Schon wenig Research zahlt sich aus
Als UX Designer werbe ich bei meinen Auftraggeber oft für UX Research. Es war aufschlussreich zu erfahren, wie ich selbst damit umgehe, den Bedarf für UX Research, eine sportliche Deadline und wenig Ressourcen miteinander in Einklang zu bekommen.
Die Tatsache, dass mit Alex Sali ein Vertreter der Zielgruppe auch Teil des Gründerteams ist, haben wir lange als Ausrede verwendet um nicht tiefer in Research einsteigen zu müssen. Das war ein Fehler, denn dabei haben wir ignoriert, dass Alex als technikbegeisterter Start-up Gründer, unsere Zielgruppe nicht umfangreich genug repräsentiert und wir durch zusätzlichen Research weitere, hilfreiche Insights bekommen können.

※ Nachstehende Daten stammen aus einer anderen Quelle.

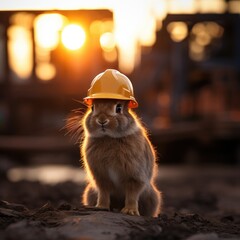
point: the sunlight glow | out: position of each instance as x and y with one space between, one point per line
47 27
45 71
48 174
135 22
73 36
178 31
107 41
20 50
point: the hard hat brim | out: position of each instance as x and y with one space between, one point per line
132 104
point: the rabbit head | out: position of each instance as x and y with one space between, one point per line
108 117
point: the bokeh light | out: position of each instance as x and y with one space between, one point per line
47 27
178 31
73 36
107 41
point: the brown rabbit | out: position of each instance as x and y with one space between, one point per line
119 160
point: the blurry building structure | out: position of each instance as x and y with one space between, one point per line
188 83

Zum Glück haben wir uns schlussendlich doch entschieden, Interviews mit weiteren Lehrern durchzuführen. Wie schon erwähnt, die Timeline war eng und das Budget knapp, weswegen wir nur drei Lehrer interviewt haben. Das ist weit weg von dem, was eigentlich ideal wäre. Trotzdem haben diese Interviews uns geholfen, neue Betrachtungsweisen zu bekommen und schlussendlich dazu geführt, dass wir unsere initiale Idee drastisch verändert haben.
Ich bin davon überzeugt, dass wir ohne diesen Pivot bei weitem nicht so erfolgreich gelauncht hätten, wie es so der Fall war. Außerdem hat es uns geholfen, unsere Idee seit dem klarer und regelmäßiger zu hinterfragen und uns immer wieder damit zu befassen, wie wir die wichtigsten Hypothesen unseres Produkts und unseres Geschäftsmodell testen können.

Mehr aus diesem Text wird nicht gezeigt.